اَنْ  ve masdar-ı müevvel, cer mahallinde  تَقْرَبُوا  fiiline müteallıktır.  تَعْلَمُوا  fiili  نَ ’un hazfiyle mansub muzari fiildir. Zamir olan çoğul  و ’ı fail olup mahallen merfûdur.

Müşterek ism-i mevsûl  مَا, mef’ûlun bih olarak mahallen mansubtur. İsm-i mevsûlun sılası  تَقُولُونَ ’dir. Îrabtan mahalli yoktur.  

تَقُولُونَ  muzari fiildir.  نَ ’un sübutuyla merfûdur. Zamir olan çoğul  و ’ı fail olup mahallen merfûdur.


وَلَا جُنُباً اِلَّا عَابِر۪ي سَب۪يلٍ حَتّٰى تَغْتَسِلُواۜ 

 

وَ  atıf harfidir.  لَا  nefy harfinin tekrarı olumsuzluğu tekid içindir.  جُنُبًا  hal olup  اَنْتُمْ سُكَارٰى  cümlesine matuftur.

اِلَّا  istisna harfidir.  عَابِر۪ي  müstesnadır.
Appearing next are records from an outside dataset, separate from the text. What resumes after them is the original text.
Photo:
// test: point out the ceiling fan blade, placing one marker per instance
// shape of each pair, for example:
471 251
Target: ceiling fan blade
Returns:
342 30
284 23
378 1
Nasb alameti  ي ’dır.Cemi müzekker salim kelimeler  ي  ile nasb olurlar.  سَب۪يلٍ  muzâfun ileyh olup kesra ile mecrurdur.

حَتّٰى  gaye bildiren cer harfidir.  تَغْتَسِلُوا  muzari fiilini gizli  اَنْ  ile nasb ederek anlamını masdara çevirmiştir. 

اَنْ  ve masdar-ı müevvel, cer mahallinde  تَقْرَبُوا  fiiline müteallıktır.  تَغْتَسِلُوا  fiili 

نَ ’un hazfiyle mansub muzari fiildir. Zamir olan çoğul  و ’ı fail olup mahallen merfûdur.

تَغْتَسِلُوا  fiili sülâsî mücerrede iki harf ilave edilerek mezid yapılan fiillerdendir. İftiâl babındadır. Sülâsîsi  غسل ’dır. Bu bab fiile mutavaat (dönüşlülük), ittihaz (edinmek, bir şeyi kendisi için yapmak), müşareket (ortaklık), izhar (göstermek), ihtiyar (seçmek), talep ve çaba göstermek anlamları katar.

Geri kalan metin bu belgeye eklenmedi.